Question

In quadrilateral ABCD, the bisector of angle C and D meet at point O.
Prove that $\angle COD=\dfrac{1}{2}\left( \angle A+\angle B \right)$

Answer 1

Hint: Use the fact that the sum of angles of a triangle is 180. Hence prove that $\angle COD=180{}^\circ -\dfrac{1}{2}\left( \angle C+\angle D \right)$. Use the angle sum property of a triangle to prove that $\angle C+\angle D=360{}^\circ -\left( \angle A+\angle B \right)$. Substitute the value of $\angle C+\angle D$ in the expression of $\angle COD$ and hence prove the result.
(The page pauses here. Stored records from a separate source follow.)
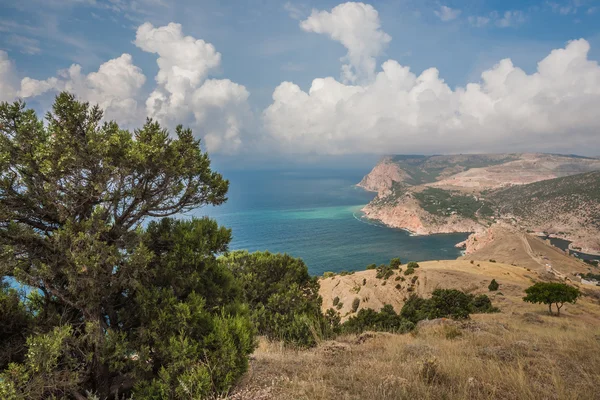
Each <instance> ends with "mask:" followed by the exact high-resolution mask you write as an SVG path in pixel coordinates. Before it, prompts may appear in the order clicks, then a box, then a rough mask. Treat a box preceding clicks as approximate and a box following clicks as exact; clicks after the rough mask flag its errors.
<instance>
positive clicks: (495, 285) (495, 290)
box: [488, 279, 500, 292]
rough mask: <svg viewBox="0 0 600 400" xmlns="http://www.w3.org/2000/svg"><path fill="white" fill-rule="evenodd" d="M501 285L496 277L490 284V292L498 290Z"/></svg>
mask: <svg viewBox="0 0 600 400" xmlns="http://www.w3.org/2000/svg"><path fill="white" fill-rule="evenodd" d="M499 287H500V285H499V284H498V282H496V280H495V279H492V281H491V282H490V284H489V285H488V290H489V291H490V292H495V291H496V290H498V288H499Z"/></svg>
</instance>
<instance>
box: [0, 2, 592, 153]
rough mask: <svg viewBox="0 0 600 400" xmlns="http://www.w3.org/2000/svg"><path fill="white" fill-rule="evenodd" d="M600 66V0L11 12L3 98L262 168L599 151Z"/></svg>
mask: <svg viewBox="0 0 600 400" xmlns="http://www.w3.org/2000/svg"><path fill="white" fill-rule="evenodd" d="M598 60H600V0H568V1H567V0H556V1H532V0H521V1H513V0H503V1H499V0H498V1H496V0H490V1H483V0H463V1H459V0H448V1H437V0H436V1H431V0H420V1H417V0H396V1H388V0H381V1H372V2H369V3H360V2H347V3H339V2H332V1H310V0H309V1H300V0H299V1H275V0H236V1H217V0H199V1H193V0H181V1H167V0H104V1H102V0H19V1H13V0H0V101H14V100H16V99H19V98H21V99H23V100H25V101H26V102H27V104H28V105H29V106H31V107H33V108H35V109H36V111H38V112H39V113H40V114H41V113H44V112H46V111H47V110H48V109H49V108H50V106H51V104H52V100H53V98H54V96H55V95H56V94H57V93H59V92H60V91H63V90H67V91H70V92H73V93H74V94H75V95H77V96H78V97H79V98H80V99H82V100H84V101H88V102H90V103H94V104H99V105H100V106H101V107H102V108H103V109H104V110H105V117H106V118H107V119H114V120H116V121H117V122H119V124H120V125H121V126H122V127H123V128H127V129H135V128H136V127H139V126H141V124H143V122H144V121H145V119H146V117H148V116H149V117H152V118H154V119H156V120H158V121H159V122H161V124H163V125H164V126H166V127H167V128H169V129H173V128H174V127H175V126H176V125H177V124H183V125H185V126H189V127H191V128H192V129H193V131H194V133H195V135H197V137H199V138H202V145H203V146H204V148H205V149H207V150H208V151H209V152H210V153H211V154H214V155H216V156H218V157H222V158H223V159H224V160H232V162H233V161H235V162H242V161H243V162H247V163H249V164H252V163H253V164H261V163H270V162H276V163H286V162H289V163H294V162H300V161H304V162H308V163H310V162H312V161H313V160H315V159H322V158H323V157H329V158H330V160H336V159H337V158H340V159H341V158H344V157H345V159H346V160H350V161H349V162H350V163H354V162H357V161H356V160H363V159H368V160H371V157H376V156H380V155H384V154H391V153H396V154H415V153H418V154H449V153H478V152H521V151H535V152H538V151H539V152H556V153H574V154H581V155H590V156H595V155H600V118H598V112H599V110H600V66H599V65H598ZM362 156H364V157H362ZM240 160H242V161H240ZM369 162H370V161H369Z"/></svg>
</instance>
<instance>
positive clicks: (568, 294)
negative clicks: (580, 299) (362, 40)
mask: <svg viewBox="0 0 600 400" xmlns="http://www.w3.org/2000/svg"><path fill="white" fill-rule="evenodd" d="M525 293H526V294H527V296H525V297H523V301H526V302H529V303H544V304H547V305H548V312H549V313H550V314H552V304H555V305H556V315H560V309H561V308H562V306H563V305H564V304H565V303H575V302H576V301H577V298H578V297H579V296H581V292H580V291H579V289H577V288H576V287H573V286H569V285H567V284H565V283H556V282H538V283H536V284H535V285H533V286H530V287H528V288H527V289H525Z"/></svg>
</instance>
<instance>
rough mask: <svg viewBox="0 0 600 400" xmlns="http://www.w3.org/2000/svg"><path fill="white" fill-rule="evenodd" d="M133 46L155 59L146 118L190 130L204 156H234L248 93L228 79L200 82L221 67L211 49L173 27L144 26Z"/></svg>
mask: <svg viewBox="0 0 600 400" xmlns="http://www.w3.org/2000/svg"><path fill="white" fill-rule="evenodd" d="M134 43H135V45H136V46H138V47H139V48H140V49H142V50H144V51H147V52H149V53H154V54H157V55H158V60H157V64H158V67H159V71H158V74H157V75H156V78H155V79H156V83H157V87H156V89H155V90H154V91H153V92H152V93H151V94H150V96H149V97H148V100H146V112H147V114H148V115H149V116H150V117H152V118H155V119H157V120H158V121H160V122H163V123H165V124H167V125H172V124H178V123H184V124H190V125H191V126H193V127H194V128H195V131H196V133H197V134H198V135H200V136H202V137H203V138H204V141H205V145H206V147H207V149H208V150H209V151H213V150H217V151H222V152H226V153H233V152H236V151H238V150H240V148H241V145H242V137H241V135H242V128H243V126H244V123H245V122H247V120H248V119H249V113H250V111H249V107H248V104H247V101H248V97H249V95H250V93H249V92H248V91H247V90H246V88H245V87H244V86H242V85H239V84H237V83H234V82H232V81H230V80H229V79H220V80H215V79H210V80H207V79H206V78H207V76H208V75H209V74H210V73H211V72H214V71H215V70H217V69H218V67H219V66H220V65H221V54H220V53H218V52H217V51H216V49H215V47H214V46H213V45H212V44H210V43H206V42H205V41H203V40H199V39H195V38H193V37H191V36H184V35H183V33H182V27H181V25H180V24H175V23H170V24H169V25H167V26H163V27H159V28H155V27H154V26H152V24H150V23H145V24H143V25H141V26H140V27H139V28H138V29H137V33H136V38H135V42H134Z"/></svg>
Complete step-by-step answer:

Given: ABCD is a quadrilateral. OD is the angle bisector angle D of the quadrilateral ABCD and OC the angle bisector of angle C of the quadrilateral ABCD.
To prove: $\angle COD=\dfrac{1}{2}\left( \angle A+\angle B \right)$
Proof:
We know that the sum of angles of a triangle is 180(Angle sum property of a triangle).
Hence applying angle sum property in triangle OCD, we get
$\angle COD+\angle DCO+\angle CDO=180{}^\circ \text{ }\left( i \right)$
But since OD is the bisector of angle D of the quadrilateral, we have
$\angle CDO=\dfrac{1}{2}\angle D$
Similarly, since OC is the bisector of angle C of the quadrilateral, we have
$\angle DCO=\dfrac{1}{2}\angle C$
Hence, from equation (i), we have
$\angle COD+\dfrac{1}{2}\angle C+\dfrac{1}{2}\angle D=180{}^\circ $
Taking $\dfrac{1}{2}$ common from the last two terms on LHS, we get
$\angle COD+\dfrac{1}{2}\left( \angle C+\angle D \right)=180{}^\circ $
Also, from the angle sum property of a quadrilateral, we have
$\angle A+\angle B+\angle C+\angle D=360{}^\circ $
Hence, we have
$\angle C+\angle D=360{}^\circ -\left( \angle A+\angle B \right)$
Substituting the value of $\angle C+\angle D$, we get
$\angle COD+\dfrac{1}{2}\left( 360{}^\circ -\left( \angle A+\angle B \right) \right)=180{}^\circ $
Using distributive property, we get
$\angle COD+180{}^\circ -\dfrac{1}{2}\left( \angle A+\angle B \right)=180{}^\circ $
Adding $\dfrac{1}{2}\left( \angle A+\angle B \right)$ on both sides, we get
$\angle COD+180{}^\circ =\dfrac{1}{2}\left( \angle A+\angle B \right)+180{}^\circ $
Subtracting 180 from both sides, we get
$\angle COD=\dfrac{1}{2}\left( \angle A+\angle B \right)$

Note: In these types of questions, we need to remember what the basic properties of quadrilaterals and triangles are and how we can apply them to get the desired result.
Like in the above question, the first focus was to get an equation for COD. Then we followed what changes we could make in RHS so that RHS becomes $\dfrac{\angle A+\angle B}{2}$. This led to the demand of some relation between angles A, B, C and D, which was the angle sum property of the quadrilateral.